Развернувшись, самолет между тем пошел на хутор — точно щука в придонной траве, осторожно и вместе с тем по-утюжьему тяжело, приближался к Горюшину.
Ольга, как стояла посреди двора, так и застыла там, с удивленно вскинутой ко лбу ладонью. Карданов остановился в шаге от двери, Вадим с Гришкой выбежали на завор и не отрывали взглядов от надвигающихся на хутор крыльев.
Из хаты, в одном лапте, выскочил Ромка, окинул затравленным взглядом застывших на месте людей, и сам замер на полдороге между Кардановым и мамой Олей. Верка с Тамаркой сиганули на сеновал и, высунув в дверь головы, смотрели в небо и ждали, когда покажется самолет. И только Сталина демонстративно улеглась спиной на траву и, заложив руки под голову, без тени тревоги на лице, жмурилась от яркого небесного света, который буквально за считанные часы очистился, отряхнулся от дождевых разлапистых туч…
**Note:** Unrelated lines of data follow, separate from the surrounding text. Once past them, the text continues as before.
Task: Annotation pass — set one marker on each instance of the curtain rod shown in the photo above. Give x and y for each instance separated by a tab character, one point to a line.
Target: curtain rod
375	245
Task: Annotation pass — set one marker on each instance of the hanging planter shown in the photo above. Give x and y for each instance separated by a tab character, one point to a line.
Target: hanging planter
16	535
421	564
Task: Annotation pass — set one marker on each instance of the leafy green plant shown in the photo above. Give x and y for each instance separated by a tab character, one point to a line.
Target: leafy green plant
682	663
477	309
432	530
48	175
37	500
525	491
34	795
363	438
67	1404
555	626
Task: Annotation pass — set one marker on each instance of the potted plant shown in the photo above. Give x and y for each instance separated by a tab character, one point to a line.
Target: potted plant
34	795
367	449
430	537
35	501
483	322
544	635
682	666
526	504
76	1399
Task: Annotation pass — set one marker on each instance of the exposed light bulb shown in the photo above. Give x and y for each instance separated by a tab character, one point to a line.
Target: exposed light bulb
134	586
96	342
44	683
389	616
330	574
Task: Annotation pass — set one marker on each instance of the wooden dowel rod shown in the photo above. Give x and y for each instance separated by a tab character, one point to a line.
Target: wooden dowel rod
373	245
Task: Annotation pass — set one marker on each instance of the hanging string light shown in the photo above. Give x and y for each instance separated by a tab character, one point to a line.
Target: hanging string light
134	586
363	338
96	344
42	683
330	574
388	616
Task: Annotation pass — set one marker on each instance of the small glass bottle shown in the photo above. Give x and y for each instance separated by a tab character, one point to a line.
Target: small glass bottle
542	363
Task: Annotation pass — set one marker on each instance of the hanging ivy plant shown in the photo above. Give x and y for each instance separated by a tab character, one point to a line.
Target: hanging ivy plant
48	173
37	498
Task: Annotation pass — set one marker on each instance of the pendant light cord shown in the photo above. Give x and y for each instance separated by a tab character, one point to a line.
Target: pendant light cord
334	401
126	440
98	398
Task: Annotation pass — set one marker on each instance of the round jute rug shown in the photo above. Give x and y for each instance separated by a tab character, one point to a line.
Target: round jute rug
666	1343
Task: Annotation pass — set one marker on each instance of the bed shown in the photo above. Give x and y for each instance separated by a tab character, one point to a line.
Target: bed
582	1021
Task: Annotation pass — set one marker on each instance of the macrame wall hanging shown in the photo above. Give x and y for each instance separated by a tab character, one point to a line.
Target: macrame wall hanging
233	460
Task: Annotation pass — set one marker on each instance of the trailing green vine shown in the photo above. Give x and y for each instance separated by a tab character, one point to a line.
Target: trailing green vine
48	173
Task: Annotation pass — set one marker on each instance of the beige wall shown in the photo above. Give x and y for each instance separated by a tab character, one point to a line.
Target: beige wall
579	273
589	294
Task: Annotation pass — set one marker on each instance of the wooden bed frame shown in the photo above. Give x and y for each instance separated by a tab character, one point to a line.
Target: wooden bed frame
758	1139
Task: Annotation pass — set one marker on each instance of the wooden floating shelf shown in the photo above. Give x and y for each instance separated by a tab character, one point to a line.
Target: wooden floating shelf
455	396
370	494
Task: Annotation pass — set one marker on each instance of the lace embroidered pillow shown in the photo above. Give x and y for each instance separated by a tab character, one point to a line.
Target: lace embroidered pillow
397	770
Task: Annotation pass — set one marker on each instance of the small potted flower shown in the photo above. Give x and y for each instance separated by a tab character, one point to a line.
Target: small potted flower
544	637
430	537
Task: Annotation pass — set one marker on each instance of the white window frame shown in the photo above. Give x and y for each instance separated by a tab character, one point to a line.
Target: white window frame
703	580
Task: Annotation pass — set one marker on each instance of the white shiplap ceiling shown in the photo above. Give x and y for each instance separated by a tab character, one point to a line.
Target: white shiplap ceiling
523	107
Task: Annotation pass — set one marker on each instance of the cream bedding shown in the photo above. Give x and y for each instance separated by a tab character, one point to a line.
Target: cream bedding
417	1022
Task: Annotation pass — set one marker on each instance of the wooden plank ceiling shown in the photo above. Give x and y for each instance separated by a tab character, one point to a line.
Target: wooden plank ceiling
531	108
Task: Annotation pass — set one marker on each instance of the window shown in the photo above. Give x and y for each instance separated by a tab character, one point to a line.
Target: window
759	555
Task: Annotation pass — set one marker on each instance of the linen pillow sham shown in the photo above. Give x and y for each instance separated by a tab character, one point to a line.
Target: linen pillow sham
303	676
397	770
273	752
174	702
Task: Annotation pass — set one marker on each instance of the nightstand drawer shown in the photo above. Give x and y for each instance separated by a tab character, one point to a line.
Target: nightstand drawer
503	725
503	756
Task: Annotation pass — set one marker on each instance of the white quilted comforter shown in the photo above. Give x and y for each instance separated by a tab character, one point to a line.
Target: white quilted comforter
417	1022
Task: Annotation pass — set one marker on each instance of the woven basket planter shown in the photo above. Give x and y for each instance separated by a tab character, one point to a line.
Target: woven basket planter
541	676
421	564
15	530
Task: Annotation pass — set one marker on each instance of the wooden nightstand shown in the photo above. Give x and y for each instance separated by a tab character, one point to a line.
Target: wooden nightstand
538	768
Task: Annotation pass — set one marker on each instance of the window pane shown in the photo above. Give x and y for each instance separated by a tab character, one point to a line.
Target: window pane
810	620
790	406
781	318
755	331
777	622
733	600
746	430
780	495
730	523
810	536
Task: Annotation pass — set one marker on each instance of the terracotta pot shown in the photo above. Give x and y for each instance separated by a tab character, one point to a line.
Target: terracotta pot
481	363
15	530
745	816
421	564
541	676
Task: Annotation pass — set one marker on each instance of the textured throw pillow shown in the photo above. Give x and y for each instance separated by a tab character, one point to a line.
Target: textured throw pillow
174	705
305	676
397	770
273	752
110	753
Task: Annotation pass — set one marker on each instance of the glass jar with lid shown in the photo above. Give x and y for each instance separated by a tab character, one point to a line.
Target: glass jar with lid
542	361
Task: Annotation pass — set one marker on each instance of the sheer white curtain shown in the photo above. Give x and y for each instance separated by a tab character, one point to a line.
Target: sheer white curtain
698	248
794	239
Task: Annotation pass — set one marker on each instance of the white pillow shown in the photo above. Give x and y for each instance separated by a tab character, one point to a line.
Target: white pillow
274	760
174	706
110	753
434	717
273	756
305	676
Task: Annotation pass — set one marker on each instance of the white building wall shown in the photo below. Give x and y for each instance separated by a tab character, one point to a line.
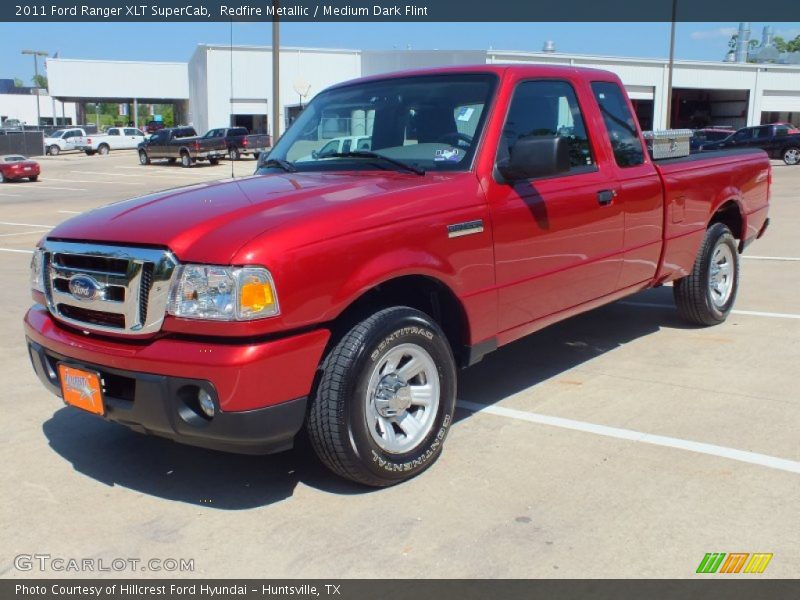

Тень самолета сползла с леса и поволоклась по отчужденной ниве, где когда-то Александр Федорович сеял озимую рожь, прошлась по полянке, лизнула рощицу из ольхи и березок, кувыркнулась с них и опять поползла по пустоши, травам и валунам, пока вдруг не вспрыгнула на сарай и, сорвавшись с него, накрыла собой двор и словно оледеневших на нем людей. И каждый ждал, что вместе с тенью, нет — обгоняя ее, на них, жаляще кусая, обрушатся стальные дождины, которые не в состоянии будут высушить ни яркое солнце, ни сама вечность.
— Разведчик, — повторил Карданов, прочищая нервическим кашлем горло.
— Пап, я вот как тебя видел летчика, — остуженно вякнул на заворе Вадим. — В очках, смотрел прямо на меня… Я ему в кармане фигу показал…
— Быстро, укуси вас муха, в кювет! — опомнился, наконец, Карданов. — Он же, сволочь, сейчас пойдет обратно.
И верно, где-то у Лосиной канавы самолет сделал крен на левое крыло и пошел на широкий разворот.
Как мячики, под горку покатились горюшинцы. Мама Оля, держа Ромку за руку, бежала в укрытие. Волчонок не поспевал за ней, падал на колени, оставляя клочки кожи на земле, каким-то чудом поднимался вновь на ноги и бежал, бежал… Он не ощущал страха, в глазах ожил какой-то удивительно пестрый, подвижный мир — мелькали куски неба, тени далеких деревьев, колющая лоб и щеки пожухлая трава.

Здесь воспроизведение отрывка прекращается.